/caltech-pascal-voc-converter

convert caltech dataset(videos) to voc2007 dataset(images) format

Primary LanguagePython

Caltech Pedestrian Dataset Converter to Pascal VOC 2007 format for Faster R-CNN

Requirements

  • OpenCV 2.4.13
  • Python 3.4+,
  • NumPy 1.10+
  • SciPy 0.16+

Usage (Caltech Pedestrian Dataset Example)

1. Prepare dataset

Download caltech dataset, pick up images and annotations from videos.

$ ./scripts/caltech-dataset-download.sh
$ ./caltech-parser/parse_annotations.py
$ ./caltech-parser/parse_seqs.py

Each .seq video is separated into .png images. Each image's filename is consisted of {set**}_{V***}_{frame_num}.png. According to the official site, set06~set10 are for test dataset, while the rest are for training dataset.

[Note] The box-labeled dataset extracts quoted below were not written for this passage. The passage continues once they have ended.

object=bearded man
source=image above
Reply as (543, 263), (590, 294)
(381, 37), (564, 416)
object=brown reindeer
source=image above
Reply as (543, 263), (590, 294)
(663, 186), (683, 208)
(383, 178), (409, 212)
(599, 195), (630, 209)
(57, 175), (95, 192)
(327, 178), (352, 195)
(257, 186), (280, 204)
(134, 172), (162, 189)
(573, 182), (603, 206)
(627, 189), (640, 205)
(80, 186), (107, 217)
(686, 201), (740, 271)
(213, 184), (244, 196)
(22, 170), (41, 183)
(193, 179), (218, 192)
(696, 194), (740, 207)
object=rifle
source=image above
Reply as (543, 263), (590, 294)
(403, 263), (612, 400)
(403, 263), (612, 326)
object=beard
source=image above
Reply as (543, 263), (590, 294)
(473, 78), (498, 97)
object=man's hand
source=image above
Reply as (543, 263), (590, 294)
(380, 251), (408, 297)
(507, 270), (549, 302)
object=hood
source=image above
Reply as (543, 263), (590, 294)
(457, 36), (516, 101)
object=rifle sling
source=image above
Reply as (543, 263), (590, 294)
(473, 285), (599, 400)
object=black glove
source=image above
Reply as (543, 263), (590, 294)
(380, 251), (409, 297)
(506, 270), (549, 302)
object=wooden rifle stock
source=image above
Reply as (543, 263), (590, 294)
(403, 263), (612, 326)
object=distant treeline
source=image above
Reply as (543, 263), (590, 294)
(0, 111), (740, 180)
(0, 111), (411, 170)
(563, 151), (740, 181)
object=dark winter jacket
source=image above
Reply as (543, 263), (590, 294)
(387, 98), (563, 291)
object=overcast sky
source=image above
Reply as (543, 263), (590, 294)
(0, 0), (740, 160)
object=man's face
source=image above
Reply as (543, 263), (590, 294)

(Number of objects: 346621)

2. Draw and Test

You can draw bounding boxes in the images and get a video for checking.

$ ./scripts/test_plot_annotations.py

3. Create VOC2007 format dataset

Convert images to VOC2007 format dataset.

$ ./converter/converter.py --anno [annotations.json path] --images [images path] --dst [voc save path] --dataset [dataset type]
  • config your properties for VOC2007 annotations and train and test sets in config.py.
  • make voc_path dir empty is better.

4. Complete VOC2007 dataset

Copy other dir from VOC2007 like: local, results...

Notice

./converter/config.py is a configure file for different dataset. ./converter/filter.py can add yourself filter for different interesting objects.